Gökçek’in yapacağı çok şey yok aslında onurlu bir biçimde ayrılmak zorunda öyle görülüyor. Ben Melih Gökçek’in bu dönem seçildiğine inanmıyorum ama aldığı oy yüzde 49 dahi olsa yüzde 50 artı bir dahi olsa kendisine verilen oya saygı göstermesi ve sahip çıkması lazım halkın ondan beklediği odur. (Direnmesi mi gerekir sorusuna) Direnmesi gerekin, Ankaralıların 25 yıldan bu yana ona bu yetki verilmişse ve buna sahip çıkamıyorsa yazıklar olsun. Ben de seçildiğine hakkıyla geldiğine inanmıyorum ama geldiyse sahip çıkması lazım.
“ Tek adam Türkiye’yi itibarsızlaştırıyor”
Çünkü tek adam Türkiye’yi sıkıntıya sokuyor, itibarsızlaştırıyor. Türkiye, AB, ABD ve tüm dünya nezdinde itibarsız bir ülke. Bazı ülkelerde Türkiye’nin bu zaafını bu zaafını kullanmaya çalışıyor. Türkiye bundan çok büyük zarar görecek. Bu zarara aklı olan muhafazakar, milliyetçi, sosyal demokrat, sosyalist, liberal kesimlerin böyle bir itibarsızlaştırmaya tahammül etmemesi lazım. Kimsenin böyle bir hakkı yok.

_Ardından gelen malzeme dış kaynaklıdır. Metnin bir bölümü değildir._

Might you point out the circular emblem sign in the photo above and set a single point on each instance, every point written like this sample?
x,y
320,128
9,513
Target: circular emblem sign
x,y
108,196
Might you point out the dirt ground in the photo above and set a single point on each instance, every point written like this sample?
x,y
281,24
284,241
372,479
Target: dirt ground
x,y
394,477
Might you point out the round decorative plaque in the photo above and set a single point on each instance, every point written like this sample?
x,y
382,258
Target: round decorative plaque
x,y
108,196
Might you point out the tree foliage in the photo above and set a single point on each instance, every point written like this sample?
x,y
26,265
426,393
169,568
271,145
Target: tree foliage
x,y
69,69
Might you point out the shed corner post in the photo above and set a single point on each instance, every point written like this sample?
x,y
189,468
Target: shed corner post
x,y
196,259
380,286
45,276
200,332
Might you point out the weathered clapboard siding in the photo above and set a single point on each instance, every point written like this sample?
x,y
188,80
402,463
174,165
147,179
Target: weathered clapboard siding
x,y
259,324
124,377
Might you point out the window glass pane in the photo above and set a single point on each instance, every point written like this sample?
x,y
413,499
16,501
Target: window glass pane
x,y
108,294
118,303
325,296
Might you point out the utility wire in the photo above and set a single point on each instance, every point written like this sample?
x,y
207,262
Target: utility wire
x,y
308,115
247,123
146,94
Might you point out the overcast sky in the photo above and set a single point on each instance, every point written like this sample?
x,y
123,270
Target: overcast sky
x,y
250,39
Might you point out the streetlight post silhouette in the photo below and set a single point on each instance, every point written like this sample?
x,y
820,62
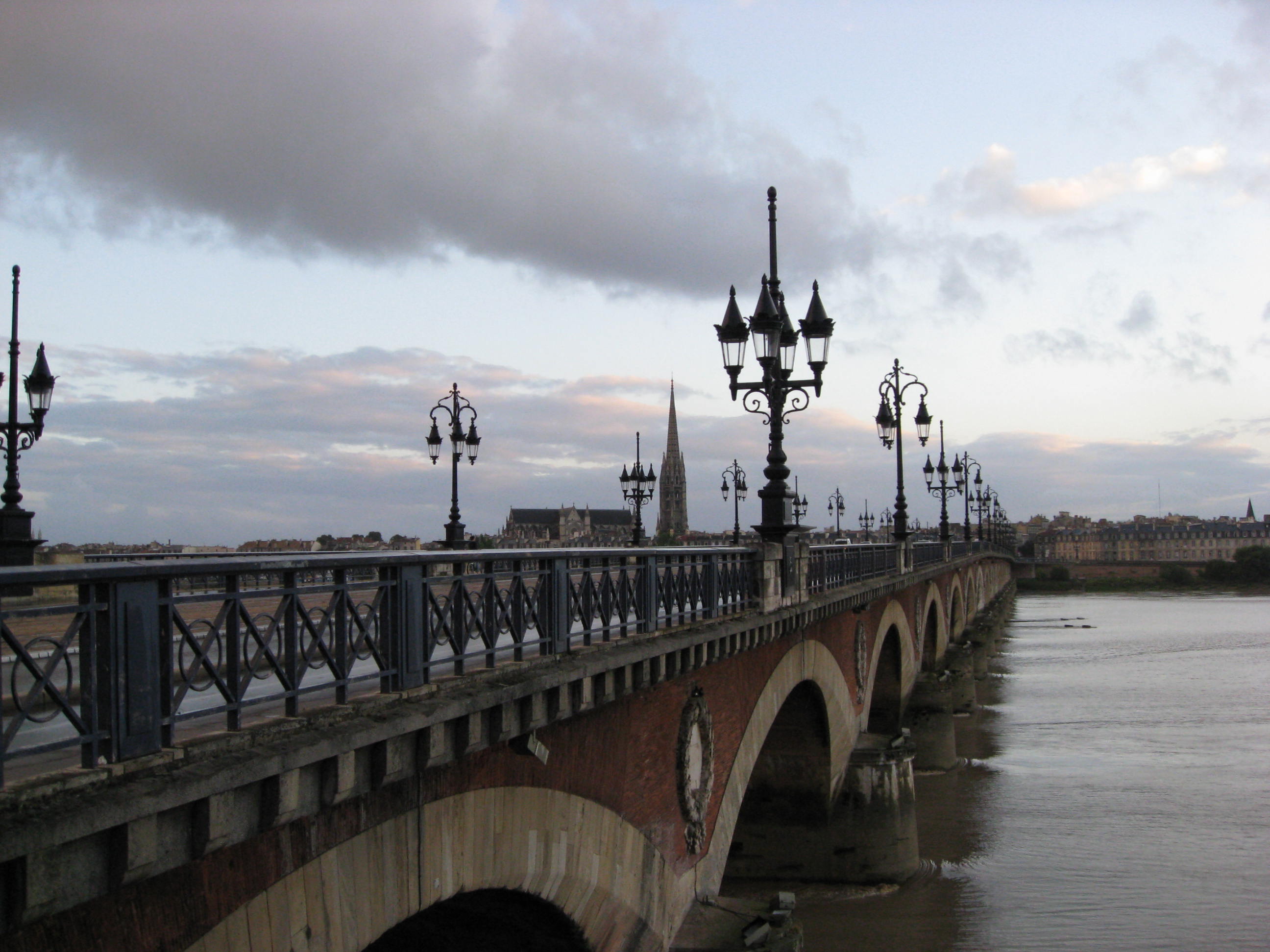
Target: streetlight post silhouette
x,y
799,505
456,408
636,490
837,507
944,490
17,544
867,521
889,421
738,484
967,462
982,507
775,397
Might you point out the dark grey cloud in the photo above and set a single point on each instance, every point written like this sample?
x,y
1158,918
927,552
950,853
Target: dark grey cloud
x,y
567,138
1142,316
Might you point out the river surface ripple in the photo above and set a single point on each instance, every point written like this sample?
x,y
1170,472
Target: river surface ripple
x,y
1118,800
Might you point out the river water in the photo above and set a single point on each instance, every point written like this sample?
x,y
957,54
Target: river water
x,y
1118,798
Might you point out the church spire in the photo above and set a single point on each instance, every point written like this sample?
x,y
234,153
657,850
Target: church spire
x,y
674,507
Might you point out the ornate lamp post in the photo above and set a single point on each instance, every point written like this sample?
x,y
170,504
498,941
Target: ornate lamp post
x,y
738,483
837,507
867,521
885,522
455,406
799,505
889,422
17,546
636,490
775,397
971,494
944,490
983,507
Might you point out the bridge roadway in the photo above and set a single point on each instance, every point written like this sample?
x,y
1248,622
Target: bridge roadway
x,y
327,753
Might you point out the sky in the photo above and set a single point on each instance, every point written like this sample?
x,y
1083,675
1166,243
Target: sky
x,y
261,240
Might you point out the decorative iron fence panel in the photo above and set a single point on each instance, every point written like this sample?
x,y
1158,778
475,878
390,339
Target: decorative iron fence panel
x,y
153,651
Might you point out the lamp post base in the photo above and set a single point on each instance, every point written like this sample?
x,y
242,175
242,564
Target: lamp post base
x,y
17,546
455,536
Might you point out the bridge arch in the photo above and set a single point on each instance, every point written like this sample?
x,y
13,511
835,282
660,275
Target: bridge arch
x,y
892,668
935,630
957,608
489,921
807,662
580,857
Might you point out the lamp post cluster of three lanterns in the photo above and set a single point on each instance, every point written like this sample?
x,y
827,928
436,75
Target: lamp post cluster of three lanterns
x,y
775,395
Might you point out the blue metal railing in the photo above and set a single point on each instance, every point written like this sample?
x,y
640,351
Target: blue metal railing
x,y
149,646
122,659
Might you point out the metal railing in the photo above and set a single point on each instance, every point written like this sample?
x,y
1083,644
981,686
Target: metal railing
x,y
158,649
122,659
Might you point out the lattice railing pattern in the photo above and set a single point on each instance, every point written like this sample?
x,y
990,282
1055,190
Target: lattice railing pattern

Gökçek ve belediye başkanları için ilk mesajı 2 Mayıs’ta verdi ve daha sonra devam etti. Ama il, ilçe başkanları ve belediyelerde bu istifalar yüzde 10-15’i geçemedi. Tek adam, otorite diye konuşulan kişinin o talimatının yerine gelmediği görüldü. Erdoğan açısından bir otorite zaafı oluştu.
“ Parti içinde bir otorite boşluğu, otorite zaafı başladı Erdoğan için”
Hepsinin istifasını alır ama o itibarını yerine getirmez. Asıl itibarsızlık sorumluğu almamasıyla oluştu. Bunun kabahatlisi benim, benim yanlışlarımdan oldu dememiştir. Parti içinde bir otorite boşluğu, otorite zaafı söz konusu olmaya başladı Erdoğan için. Talimatlandırdığı, emrettiği şekilde olan istifalar gerçekleşmeyince gittikçe daha büyük bir sıkıntı söz konusu. Çünkü, birliktelik paylaştıkça olur. Her şey tek adama bağlı olursa olmaz. Türkiye’nin 2 bin yıllık istişare geleneği vardır. Demokrasi paylaşmak demektir. Ama hiç sorumluluğu almayacaksınız ve yetki isteyeceksiniz.